When a film has been awarded Oscars for art direction and cinematography, one expects a movie that is, if not great, great to view. Black Narcissus, with its spectacular shots of the Himalayas, is somewhat of a poser—it was mostly made at Pinewood Studios and extensively used matte paintings, large scale landscape paintings of mountains, and scale models. Alas, the mountains were merely painted on glass. From its opening tone-on-tone shot of a nun gazing out a window, it is filled with images that imprint themselves on the viewer’s memory, if only for a short time.
Made in 1947, Black Narcissus is filled with odd characters (not quite ethnic stereotypes, they are more caricatures). It is the tale of a small group of nuns who are moved to a “palace” once built for concubines (at an elevation of 9000 feet, where winds blow continuously), and are charged with establishing a school and hospital. The young sister superior (Deborah Kerr) is immediately at odds with the rude Englishman (David Farrar) who is agent for the “old general,” the local leader who appears to be royalty.
The nuns battle sickness, memories, suspicion, jealousy, internal conflict, even madness. Sister Superior is disturbed by the clear air, constant winds, and a holy man encamped on the convent’s grounds.

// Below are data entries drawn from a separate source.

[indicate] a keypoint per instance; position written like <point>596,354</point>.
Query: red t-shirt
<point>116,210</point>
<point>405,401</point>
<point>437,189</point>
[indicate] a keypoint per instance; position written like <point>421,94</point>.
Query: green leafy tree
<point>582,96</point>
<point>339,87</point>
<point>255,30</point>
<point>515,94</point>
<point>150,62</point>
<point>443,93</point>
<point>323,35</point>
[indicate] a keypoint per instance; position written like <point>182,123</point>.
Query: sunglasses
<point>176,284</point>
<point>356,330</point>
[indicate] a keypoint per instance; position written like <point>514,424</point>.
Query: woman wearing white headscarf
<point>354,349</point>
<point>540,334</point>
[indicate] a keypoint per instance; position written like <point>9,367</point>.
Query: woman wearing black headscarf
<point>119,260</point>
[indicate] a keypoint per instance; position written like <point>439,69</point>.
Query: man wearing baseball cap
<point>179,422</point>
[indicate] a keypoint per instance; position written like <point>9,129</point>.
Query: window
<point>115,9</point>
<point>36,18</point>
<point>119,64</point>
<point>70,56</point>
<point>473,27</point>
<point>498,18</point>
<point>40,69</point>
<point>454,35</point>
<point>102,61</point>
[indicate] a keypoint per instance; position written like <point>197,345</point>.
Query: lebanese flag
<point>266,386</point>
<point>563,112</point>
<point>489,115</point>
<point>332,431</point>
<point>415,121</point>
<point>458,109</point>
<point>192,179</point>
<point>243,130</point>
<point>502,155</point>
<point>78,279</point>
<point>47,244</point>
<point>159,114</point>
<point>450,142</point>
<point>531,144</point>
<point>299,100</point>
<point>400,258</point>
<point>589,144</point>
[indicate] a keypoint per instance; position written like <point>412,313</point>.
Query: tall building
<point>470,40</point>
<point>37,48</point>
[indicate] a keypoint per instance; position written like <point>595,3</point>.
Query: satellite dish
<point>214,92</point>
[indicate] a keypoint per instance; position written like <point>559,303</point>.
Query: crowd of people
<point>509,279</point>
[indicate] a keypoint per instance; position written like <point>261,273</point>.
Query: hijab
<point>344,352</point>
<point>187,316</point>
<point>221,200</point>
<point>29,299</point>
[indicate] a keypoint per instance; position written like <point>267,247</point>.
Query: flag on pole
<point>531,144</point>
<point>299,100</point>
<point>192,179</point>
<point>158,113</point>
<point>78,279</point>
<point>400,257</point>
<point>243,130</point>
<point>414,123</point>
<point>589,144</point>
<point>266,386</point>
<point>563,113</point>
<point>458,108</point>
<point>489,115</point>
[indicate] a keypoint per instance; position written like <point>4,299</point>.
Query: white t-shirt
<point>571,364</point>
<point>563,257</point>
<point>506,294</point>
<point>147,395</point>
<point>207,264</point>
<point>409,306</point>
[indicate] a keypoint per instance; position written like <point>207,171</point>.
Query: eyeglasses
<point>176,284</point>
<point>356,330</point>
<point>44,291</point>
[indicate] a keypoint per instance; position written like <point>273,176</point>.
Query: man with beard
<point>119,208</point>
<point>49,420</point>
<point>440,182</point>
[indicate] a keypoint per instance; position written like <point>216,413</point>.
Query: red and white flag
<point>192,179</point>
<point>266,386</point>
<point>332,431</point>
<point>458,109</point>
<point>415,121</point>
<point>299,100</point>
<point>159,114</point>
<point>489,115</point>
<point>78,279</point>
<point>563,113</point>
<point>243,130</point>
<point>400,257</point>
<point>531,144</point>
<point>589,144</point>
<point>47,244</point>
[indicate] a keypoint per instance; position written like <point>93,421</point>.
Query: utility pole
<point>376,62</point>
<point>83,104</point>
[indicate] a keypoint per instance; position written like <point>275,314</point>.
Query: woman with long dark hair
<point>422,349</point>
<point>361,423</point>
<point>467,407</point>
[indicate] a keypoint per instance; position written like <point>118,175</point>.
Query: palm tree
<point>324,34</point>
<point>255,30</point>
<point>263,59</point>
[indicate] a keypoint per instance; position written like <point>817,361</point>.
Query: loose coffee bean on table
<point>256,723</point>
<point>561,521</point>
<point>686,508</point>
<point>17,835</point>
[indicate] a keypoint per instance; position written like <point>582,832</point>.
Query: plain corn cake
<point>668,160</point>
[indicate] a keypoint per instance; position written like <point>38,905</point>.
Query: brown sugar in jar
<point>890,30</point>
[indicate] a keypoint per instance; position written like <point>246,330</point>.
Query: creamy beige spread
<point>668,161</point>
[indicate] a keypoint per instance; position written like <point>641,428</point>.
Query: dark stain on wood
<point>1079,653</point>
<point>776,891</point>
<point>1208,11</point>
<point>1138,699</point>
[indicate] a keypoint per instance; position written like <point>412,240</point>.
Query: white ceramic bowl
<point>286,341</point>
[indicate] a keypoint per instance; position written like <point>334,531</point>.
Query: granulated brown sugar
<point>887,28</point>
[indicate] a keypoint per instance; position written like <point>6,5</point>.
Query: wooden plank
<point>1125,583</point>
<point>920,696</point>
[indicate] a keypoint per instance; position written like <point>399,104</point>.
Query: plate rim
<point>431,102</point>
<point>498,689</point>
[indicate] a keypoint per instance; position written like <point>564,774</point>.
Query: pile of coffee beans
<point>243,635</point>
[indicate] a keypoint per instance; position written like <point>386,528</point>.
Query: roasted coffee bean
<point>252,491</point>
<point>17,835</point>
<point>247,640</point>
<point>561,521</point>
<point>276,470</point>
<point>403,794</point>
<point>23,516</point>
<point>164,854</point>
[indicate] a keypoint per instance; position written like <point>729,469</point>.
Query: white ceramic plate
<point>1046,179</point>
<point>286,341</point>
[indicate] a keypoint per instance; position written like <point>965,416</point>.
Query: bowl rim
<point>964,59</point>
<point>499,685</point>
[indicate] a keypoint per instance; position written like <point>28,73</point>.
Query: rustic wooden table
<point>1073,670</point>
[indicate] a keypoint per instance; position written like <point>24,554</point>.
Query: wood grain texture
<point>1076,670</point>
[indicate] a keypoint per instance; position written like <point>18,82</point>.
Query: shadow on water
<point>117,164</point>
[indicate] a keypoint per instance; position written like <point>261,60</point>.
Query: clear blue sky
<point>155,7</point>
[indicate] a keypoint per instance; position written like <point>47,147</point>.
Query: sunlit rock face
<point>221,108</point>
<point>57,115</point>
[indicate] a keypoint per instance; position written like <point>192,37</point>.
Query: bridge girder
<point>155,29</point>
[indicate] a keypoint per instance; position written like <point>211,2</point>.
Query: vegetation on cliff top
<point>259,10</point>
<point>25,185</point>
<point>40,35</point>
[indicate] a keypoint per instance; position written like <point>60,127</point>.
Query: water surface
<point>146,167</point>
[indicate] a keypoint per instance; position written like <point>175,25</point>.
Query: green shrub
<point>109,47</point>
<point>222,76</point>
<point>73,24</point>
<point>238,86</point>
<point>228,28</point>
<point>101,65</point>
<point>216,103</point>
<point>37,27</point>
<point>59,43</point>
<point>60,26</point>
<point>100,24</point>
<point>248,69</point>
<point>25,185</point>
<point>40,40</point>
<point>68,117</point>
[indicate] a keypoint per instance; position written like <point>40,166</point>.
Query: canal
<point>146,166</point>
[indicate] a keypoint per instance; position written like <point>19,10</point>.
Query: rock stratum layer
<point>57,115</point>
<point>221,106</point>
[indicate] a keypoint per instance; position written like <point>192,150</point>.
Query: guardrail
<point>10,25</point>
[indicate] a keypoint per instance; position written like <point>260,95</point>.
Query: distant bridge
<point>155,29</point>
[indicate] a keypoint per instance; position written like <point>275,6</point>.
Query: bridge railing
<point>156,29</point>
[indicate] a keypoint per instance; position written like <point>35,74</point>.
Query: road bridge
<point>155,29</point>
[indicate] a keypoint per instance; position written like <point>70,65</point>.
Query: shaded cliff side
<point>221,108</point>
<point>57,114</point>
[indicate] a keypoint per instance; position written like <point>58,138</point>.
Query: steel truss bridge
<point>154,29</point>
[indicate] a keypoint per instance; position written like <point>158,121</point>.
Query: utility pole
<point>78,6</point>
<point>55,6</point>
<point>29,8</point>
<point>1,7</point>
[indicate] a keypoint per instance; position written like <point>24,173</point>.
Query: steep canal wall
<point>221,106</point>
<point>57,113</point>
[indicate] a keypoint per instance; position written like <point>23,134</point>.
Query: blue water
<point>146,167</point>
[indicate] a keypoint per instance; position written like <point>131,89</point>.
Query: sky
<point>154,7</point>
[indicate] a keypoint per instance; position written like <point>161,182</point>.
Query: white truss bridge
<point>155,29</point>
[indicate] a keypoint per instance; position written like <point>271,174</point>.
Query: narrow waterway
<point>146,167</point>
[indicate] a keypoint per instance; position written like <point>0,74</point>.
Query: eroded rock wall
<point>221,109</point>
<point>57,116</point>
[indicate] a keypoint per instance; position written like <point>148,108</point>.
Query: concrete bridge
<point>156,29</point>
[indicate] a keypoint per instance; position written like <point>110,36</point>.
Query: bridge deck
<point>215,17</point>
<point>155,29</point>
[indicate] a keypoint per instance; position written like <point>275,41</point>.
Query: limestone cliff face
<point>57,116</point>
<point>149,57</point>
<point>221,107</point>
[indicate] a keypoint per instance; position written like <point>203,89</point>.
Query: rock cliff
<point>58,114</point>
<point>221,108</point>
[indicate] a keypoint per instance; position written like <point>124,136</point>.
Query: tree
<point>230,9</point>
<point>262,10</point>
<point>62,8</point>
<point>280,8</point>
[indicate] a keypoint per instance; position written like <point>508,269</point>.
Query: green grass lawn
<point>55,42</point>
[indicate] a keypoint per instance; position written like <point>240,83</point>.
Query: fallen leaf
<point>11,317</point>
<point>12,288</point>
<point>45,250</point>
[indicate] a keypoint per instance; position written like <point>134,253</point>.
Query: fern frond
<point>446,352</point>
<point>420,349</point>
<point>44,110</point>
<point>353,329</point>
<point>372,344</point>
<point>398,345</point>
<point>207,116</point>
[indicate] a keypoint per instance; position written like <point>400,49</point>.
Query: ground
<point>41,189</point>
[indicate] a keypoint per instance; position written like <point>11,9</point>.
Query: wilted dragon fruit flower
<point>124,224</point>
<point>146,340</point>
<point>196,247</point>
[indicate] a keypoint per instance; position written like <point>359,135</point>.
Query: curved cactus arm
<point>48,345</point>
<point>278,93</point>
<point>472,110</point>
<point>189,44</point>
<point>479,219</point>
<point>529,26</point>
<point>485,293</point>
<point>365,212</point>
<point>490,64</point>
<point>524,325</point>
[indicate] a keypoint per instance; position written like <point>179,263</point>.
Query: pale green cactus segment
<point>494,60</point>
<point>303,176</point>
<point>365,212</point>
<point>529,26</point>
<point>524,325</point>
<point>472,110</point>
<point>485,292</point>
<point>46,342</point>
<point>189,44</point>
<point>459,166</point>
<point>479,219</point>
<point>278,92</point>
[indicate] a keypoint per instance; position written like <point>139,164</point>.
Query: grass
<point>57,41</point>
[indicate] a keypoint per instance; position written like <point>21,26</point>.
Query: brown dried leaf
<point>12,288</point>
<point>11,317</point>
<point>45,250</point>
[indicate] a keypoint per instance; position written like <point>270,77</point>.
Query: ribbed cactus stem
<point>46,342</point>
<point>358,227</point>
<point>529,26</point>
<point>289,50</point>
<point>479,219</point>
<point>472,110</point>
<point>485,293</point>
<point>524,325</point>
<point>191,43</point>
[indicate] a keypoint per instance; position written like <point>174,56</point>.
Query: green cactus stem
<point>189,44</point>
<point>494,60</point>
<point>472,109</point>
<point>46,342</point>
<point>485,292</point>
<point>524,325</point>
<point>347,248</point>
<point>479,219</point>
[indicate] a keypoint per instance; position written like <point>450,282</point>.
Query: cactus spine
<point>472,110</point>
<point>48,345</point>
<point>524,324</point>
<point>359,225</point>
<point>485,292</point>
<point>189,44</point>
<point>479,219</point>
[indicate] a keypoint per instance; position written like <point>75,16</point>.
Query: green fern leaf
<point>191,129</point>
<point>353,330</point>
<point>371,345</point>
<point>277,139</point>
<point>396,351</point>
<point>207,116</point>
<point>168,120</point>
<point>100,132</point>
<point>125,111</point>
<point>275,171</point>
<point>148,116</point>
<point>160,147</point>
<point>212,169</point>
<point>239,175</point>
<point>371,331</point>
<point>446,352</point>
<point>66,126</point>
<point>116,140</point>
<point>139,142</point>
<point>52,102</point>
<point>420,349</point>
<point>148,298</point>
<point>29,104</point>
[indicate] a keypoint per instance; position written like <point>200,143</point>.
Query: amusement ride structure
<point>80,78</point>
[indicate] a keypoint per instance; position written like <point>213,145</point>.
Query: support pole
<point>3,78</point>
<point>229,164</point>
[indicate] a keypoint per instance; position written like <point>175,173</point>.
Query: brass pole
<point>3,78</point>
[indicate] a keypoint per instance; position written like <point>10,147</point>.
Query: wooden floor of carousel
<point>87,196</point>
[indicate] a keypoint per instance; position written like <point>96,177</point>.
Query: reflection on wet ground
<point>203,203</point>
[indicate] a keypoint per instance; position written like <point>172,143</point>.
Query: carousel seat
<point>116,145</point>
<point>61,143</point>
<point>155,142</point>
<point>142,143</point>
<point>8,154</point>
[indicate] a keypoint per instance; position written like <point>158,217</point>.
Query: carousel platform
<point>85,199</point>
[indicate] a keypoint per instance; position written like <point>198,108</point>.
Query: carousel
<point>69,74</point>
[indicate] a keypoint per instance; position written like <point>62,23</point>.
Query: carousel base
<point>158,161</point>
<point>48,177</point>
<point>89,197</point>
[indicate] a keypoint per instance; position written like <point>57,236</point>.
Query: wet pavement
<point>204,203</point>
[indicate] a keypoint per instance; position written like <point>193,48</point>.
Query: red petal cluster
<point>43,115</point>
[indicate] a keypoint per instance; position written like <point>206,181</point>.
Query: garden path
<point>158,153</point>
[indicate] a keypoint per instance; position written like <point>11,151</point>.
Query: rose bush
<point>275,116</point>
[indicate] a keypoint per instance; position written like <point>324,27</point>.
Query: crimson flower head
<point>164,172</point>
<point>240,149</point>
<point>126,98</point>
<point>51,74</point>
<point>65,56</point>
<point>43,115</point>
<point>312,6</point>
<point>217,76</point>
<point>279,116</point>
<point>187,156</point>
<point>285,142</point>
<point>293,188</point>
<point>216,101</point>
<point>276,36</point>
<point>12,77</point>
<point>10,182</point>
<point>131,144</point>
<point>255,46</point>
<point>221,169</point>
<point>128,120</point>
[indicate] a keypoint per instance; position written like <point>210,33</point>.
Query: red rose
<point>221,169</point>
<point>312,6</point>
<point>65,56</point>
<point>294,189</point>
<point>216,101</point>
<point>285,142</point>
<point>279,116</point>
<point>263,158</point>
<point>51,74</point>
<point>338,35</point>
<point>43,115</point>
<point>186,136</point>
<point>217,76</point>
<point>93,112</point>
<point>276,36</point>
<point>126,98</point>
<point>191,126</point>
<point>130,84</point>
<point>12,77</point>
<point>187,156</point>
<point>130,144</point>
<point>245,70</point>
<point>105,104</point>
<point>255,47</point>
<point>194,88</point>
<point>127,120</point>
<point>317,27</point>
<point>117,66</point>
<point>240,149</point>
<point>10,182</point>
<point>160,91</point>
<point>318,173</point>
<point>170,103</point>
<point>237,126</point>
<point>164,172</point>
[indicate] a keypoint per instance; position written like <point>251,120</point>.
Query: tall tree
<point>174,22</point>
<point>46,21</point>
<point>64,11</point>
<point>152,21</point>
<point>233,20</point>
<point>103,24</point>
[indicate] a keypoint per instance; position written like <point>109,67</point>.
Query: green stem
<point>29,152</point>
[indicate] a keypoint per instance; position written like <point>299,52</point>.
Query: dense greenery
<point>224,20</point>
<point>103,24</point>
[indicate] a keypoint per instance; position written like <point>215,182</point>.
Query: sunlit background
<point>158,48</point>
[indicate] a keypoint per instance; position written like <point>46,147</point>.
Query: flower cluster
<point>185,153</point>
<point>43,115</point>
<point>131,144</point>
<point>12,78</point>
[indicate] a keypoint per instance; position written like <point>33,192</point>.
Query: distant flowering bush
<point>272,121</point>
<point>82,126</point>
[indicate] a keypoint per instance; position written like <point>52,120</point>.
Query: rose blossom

When she professes to the Englishman that she doesn’t know what to do, he asks, “What would Christ have done?”
Matters are complicated by the arrival of two very different people, a 17- year-old girl who is, at best, “on the make” (Jean Simmons in terrible dark makeup), and the “young general” (a prince-like personage) who has come for an education, first turned away because the convent teaches only children and young women. Being of similar age and opposite sex, these two are bound to make sparks.
How well does Black Narcissus hold up after 63 years? It’s melodramatic, reflects attitudes that are no longer accepted (one nun speaks of the local people: “they all look alike to me”), and it seems to have a split personality. The first half of the film is blandly banal, but once the nuns begin to feel stress from their new environment and succumb to their own flaws, the film gets interesting. Starring legendary actresses Deborah Kerr (looking impossibly lovely), Flora Robson, and Jean Simmons, its cast does an admirable job of defining the characters and giving the story life. Michael Powell described it as “the most erotic film that I have ever made,” and the eroticism cannot be denied, whether base, refined, or stifled.
At times the score is overpowering and distracting. Although the palace itself is worthy of note, the outdoor sets are fake and disappointing. In viewing Black Narcissus, it might be best to think of it in terms of an interesting oddity (to allow release in the United States, the Legion of Decency demanded that scenes of remembered romance be edited out), rather than the masterwork many believe it to be.
In addition to the handsome booklet included with Black Narcissus, DVD special features are a video introduction by filmmaker Bertrand Tavernier; audio commentary with guest Martin Scorsese; the original theatrical trailer; “The Audacious Adventurer,” in which Tavernier discusses the film; and two documentaries, Profile of Black Narcissus and Painting with Light.